Prezydencka nowela ustawy ws. wsparcia kredytobiorców sprzyja stabilności systemu finansowego - poinformował Bankowy Fundusz Gwarancyjny.

"Bankowy Fundusz Gwarancyjny ocenia pozytywnie propozycje zawarte w projekcie ustawy o zmianie ustawy o wsparciu kredytobiorców znajdujących się w trudnej sytuacji finansowej, którzy zaciągnęli kredyt mieszkaniowy oraz ustawy o podatku dochodowym od osób prawnych" - napisano w komunikacie BFG dot. projektu nowelizacji ustawy o wsparciu dla kredytobiorców znajdujących się w trudnej sytuacji finansowej, którzy zaciągnęli kredyt mieszkaniowy.

Dodano, że projekt ustawy wprowadza rozwiązania mające skłaniać kredytodawców do restrukturyzacji kredytów walutowych poprzez mechanizm motywacji ekonomicznej, które odpowiadają rekomendacji Komitetu Stabilności Finansowej w sprawie kredytów walutowych z 2 czerwca 2017 r.
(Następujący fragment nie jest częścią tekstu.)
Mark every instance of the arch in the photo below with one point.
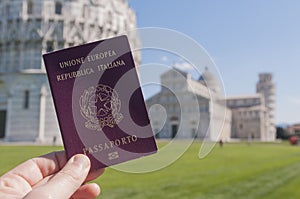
(30, 7)
(58, 7)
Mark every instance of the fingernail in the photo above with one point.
(81, 160)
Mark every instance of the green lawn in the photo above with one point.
(234, 171)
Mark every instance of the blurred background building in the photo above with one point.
(29, 28)
(247, 116)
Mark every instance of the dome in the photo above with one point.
(208, 79)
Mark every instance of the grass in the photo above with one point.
(236, 170)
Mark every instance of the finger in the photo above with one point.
(19, 181)
(34, 170)
(65, 182)
(87, 191)
(95, 174)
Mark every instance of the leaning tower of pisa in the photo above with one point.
(266, 87)
(29, 28)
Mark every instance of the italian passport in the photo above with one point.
(99, 102)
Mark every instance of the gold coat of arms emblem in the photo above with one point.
(100, 106)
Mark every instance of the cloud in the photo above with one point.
(164, 59)
(183, 66)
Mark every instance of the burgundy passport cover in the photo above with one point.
(99, 102)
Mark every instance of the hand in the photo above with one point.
(51, 176)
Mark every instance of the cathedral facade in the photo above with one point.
(29, 28)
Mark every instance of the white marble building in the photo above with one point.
(247, 117)
(29, 28)
(188, 108)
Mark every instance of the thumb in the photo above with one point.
(66, 181)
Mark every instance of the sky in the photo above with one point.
(243, 37)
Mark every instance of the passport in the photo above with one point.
(99, 103)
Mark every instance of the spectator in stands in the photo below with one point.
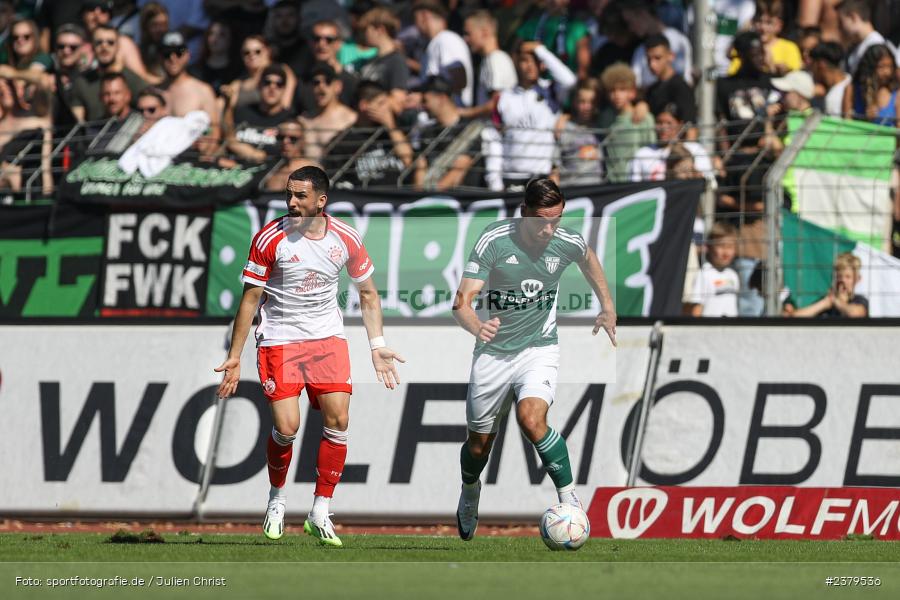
(218, 64)
(625, 136)
(650, 162)
(579, 151)
(618, 44)
(330, 116)
(22, 49)
(566, 37)
(283, 34)
(742, 97)
(808, 38)
(290, 139)
(183, 92)
(872, 95)
(528, 116)
(256, 55)
(643, 22)
(154, 25)
(325, 40)
(450, 144)
(115, 96)
(98, 13)
(373, 152)
(782, 55)
(716, 286)
(841, 300)
(855, 20)
(669, 87)
(151, 104)
(254, 128)
(827, 71)
(446, 55)
(85, 102)
(496, 72)
(732, 17)
(25, 135)
(379, 27)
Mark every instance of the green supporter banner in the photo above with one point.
(419, 245)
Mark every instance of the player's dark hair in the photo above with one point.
(830, 52)
(657, 39)
(314, 175)
(542, 192)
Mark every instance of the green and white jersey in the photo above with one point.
(520, 288)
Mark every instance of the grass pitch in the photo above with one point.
(225, 566)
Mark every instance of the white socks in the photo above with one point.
(320, 508)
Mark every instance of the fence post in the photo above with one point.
(774, 275)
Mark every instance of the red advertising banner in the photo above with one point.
(764, 512)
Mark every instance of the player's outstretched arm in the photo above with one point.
(242, 321)
(382, 356)
(466, 316)
(594, 275)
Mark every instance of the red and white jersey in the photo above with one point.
(300, 276)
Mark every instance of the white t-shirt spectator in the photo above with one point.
(649, 162)
(834, 98)
(857, 53)
(716, 290)
(447, 50)
(497, 73)
(683, 64)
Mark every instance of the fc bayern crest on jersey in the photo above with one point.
(552, 263)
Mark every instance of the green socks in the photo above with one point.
(470, 466)
(555, 456)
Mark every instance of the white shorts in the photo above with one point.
(498, 380)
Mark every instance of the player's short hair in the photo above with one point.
(769, 8)
(830, 52)
(485, 19)
(847, 260)
(314, 175)
(380, 17)
(860, 8)
(542, 192)
(657, 39)
(618, 75)
(721, 230)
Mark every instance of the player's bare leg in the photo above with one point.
(335, 408)
(551, 447)
(286, 422)
(473, 457)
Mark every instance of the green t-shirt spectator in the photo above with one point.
(623, 141)
(559, 34)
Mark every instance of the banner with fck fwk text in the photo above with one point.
(419, 245)
(155, 264)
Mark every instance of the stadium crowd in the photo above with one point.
(434, 94)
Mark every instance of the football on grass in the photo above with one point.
(564, 527)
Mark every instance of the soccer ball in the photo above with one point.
(564, 527)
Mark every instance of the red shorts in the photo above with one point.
(321, 366)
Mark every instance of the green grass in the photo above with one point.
(417, 567)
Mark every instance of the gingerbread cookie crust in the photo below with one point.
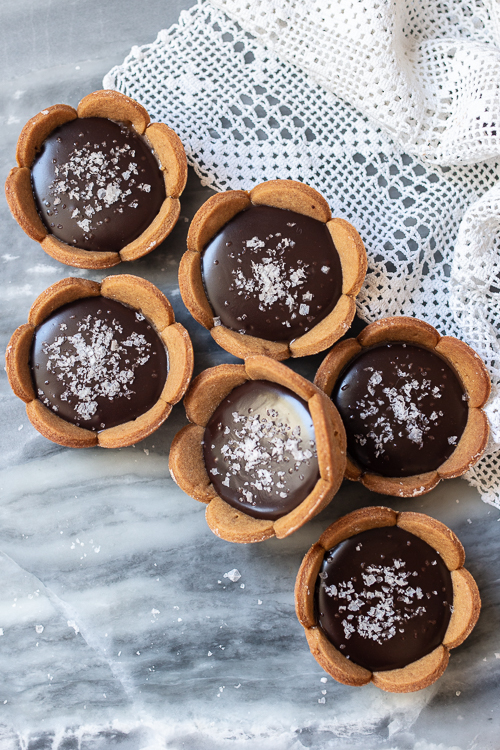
(77, 362)
(270, 272)
(411, 404)
(390, 586)
(99, 184)
(192, 472)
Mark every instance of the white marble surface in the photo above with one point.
(118, 626)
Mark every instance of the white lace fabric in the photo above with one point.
(390, 109)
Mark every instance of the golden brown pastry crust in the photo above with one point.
(466, 601)
(119, 108)
(135, 292)
(38, 129)
(187, 465)
(468, 367)
(288, 194)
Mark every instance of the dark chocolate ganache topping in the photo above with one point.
(272, 273)
(260, 450)
(384, 598)
(403, 407)
(97, 363)
(97, 184)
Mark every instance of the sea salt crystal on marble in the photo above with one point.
(233, 575)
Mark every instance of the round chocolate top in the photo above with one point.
(97, 184)
(260, 450)
(384, 598)
(403, 408)
(97, 363)
(272, 273)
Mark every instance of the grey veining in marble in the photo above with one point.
(118, 625)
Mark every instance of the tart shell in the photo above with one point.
(187, 466)
(286, 194)
(466, 601)
(136, 293)
(471, 373)
(115, 106)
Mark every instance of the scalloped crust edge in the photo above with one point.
(288, 194)
(132, 291)
(466, 602)
(471, 372)
(205, 394)
(118, 107)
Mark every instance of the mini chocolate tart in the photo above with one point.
(99, 184)
(383, 596)
(270, 272)
(265, 450)
(411, 402)
(100, 364)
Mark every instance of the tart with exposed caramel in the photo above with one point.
(383, 597)
(269, 271)
(411, 402)
(100, 363)
(265, 449)
(98, 184)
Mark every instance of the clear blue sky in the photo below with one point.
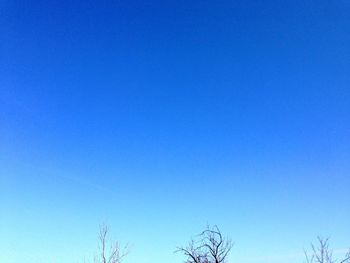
(159, 117)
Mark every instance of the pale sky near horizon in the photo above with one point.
(160, 117)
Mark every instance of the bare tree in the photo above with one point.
(210, 247)
(323, 254)
(109, 251)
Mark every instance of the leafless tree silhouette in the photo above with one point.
(109, 250)
(323, 254)
(210, 247)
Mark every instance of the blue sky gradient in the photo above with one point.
(158, 117)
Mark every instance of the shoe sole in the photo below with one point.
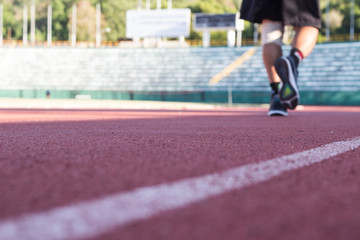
(289, 92)
(274, 113)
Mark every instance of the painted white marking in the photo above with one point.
(93, 218)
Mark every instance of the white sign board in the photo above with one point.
(209, 22)
(158, 23)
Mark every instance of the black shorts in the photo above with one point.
(297, 13)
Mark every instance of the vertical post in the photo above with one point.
(1, 24)
(230, 98)
(352, 20)
(32, 25)
(231, 36)
(256, 33)
(206, 39)
(49, 34)
(169, 4)
(25, 10)
(238, 38)
(98, 25)
(73, 28)
(327, 20)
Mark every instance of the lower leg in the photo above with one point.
(271, 52)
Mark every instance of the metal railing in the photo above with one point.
(191, 43)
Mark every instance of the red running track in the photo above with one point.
(56, 158)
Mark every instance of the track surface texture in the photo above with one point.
(56, 160)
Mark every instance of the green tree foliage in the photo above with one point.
(114, 17)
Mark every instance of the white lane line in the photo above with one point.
(93, 218)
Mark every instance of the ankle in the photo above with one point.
(297, 56)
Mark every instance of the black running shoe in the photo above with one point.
(289, 92)
(276, 108)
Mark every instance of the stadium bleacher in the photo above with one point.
(330, 75)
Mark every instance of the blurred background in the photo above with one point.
(81, 49)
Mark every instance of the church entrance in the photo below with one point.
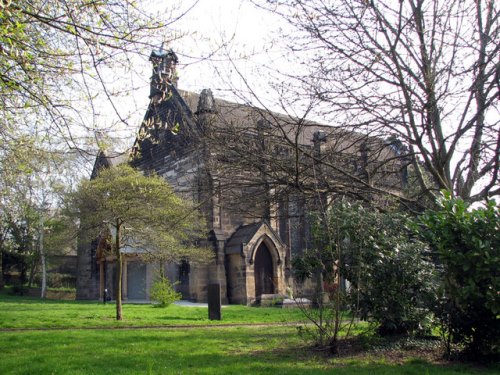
(263, 271)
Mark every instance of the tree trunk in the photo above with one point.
(120, 271)
(2, 283)
(42, 258)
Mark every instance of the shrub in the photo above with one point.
(467, 246)
(392, 277)
(163, 292)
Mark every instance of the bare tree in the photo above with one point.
(64, 63)
(425, 72)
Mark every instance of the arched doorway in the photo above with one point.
(263, 271)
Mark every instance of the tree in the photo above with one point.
(33, 183)
(467, 246)
(366, 262)
(142, 212)
(422, 72)
(62, 60)
(393, 281)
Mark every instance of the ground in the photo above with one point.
(48, 337)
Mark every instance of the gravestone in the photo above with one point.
(214, 302)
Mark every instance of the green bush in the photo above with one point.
(392, 277)
(163, 292)
(467, 246)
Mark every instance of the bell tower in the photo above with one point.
(164, 71)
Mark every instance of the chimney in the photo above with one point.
(164, 71)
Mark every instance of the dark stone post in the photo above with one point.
(214, 303)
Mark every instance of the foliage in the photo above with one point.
(390, 276)
(467, 246)
(392, 279)
(163, 292)
(321, 265)
(142, 213)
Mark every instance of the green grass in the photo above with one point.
(239, 350)
(196, 350)
(26, 312)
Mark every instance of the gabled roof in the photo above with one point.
(107, 160)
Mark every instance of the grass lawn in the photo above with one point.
(26, 312)
(237, 350)
(185, 350)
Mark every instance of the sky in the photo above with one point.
(211, 31)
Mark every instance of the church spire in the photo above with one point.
(164, 70)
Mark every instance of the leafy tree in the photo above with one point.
(163, 292)
(142, 212)
(392, 276)
(31, 189)
(467, 246)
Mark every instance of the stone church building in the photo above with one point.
(212, 151)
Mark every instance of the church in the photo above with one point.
(254, 175)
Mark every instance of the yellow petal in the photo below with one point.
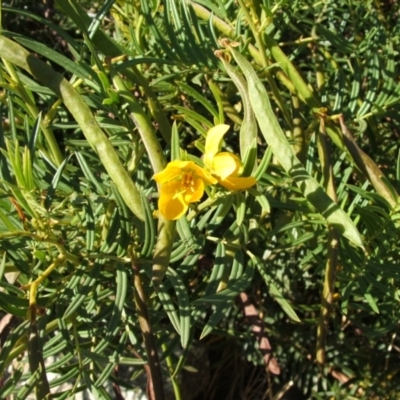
(238, 183)
(171, 203)
(170, 173)
(226, 164)
(214, 138)
(196, 194)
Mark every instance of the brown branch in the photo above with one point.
(257, 327)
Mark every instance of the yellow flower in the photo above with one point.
(227, 167)
(181, 183)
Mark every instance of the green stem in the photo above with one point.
(156, 384)
(328, 291)
(55, 152)
(166, 229)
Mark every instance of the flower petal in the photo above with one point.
(169, 173)
(197, 193)
(203, 174)
(226, 164)
(214, 138)
(238, 183)
(171, 202)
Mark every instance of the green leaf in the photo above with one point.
(284, 153)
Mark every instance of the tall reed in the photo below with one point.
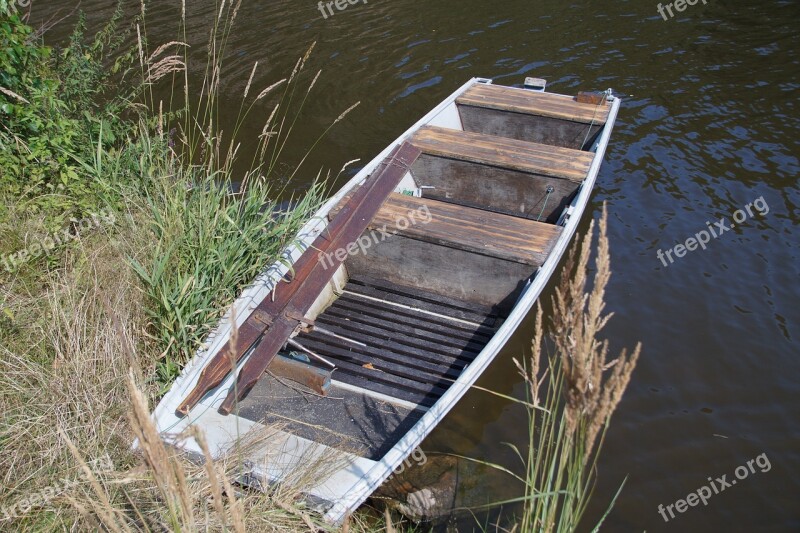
(572, 390)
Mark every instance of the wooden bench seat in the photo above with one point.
(496, 235)
(533, 103)
(533, 116)
(503, 152)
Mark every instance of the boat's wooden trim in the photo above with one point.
(505, 237)
(544, 104)
(503, 152)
Według BFG "stopniowa, dobrowolna restrukturyzacja kredytów walutowych, przy wykorzystaniu środków Funduszu Wsparcia Kredytobiorców, na nowych, zaproponowanych w nowelizacji warunkach, powinna sprzyjać zapewnieniu stabilności systemu finansowego".

Podkreślono, że wdrożenie projektu będzie służyło zbliżeniu oczekiwań kredytobiorców i banków. "Pozwoli na uwzględnienie zróżnicowanej sytuacji finansowej kredytobiorców i efektywniejsze wykorzystanie środków od kredytodawców, a także na ograniczenie ryzyka w sektorze bankowym" - czytamy.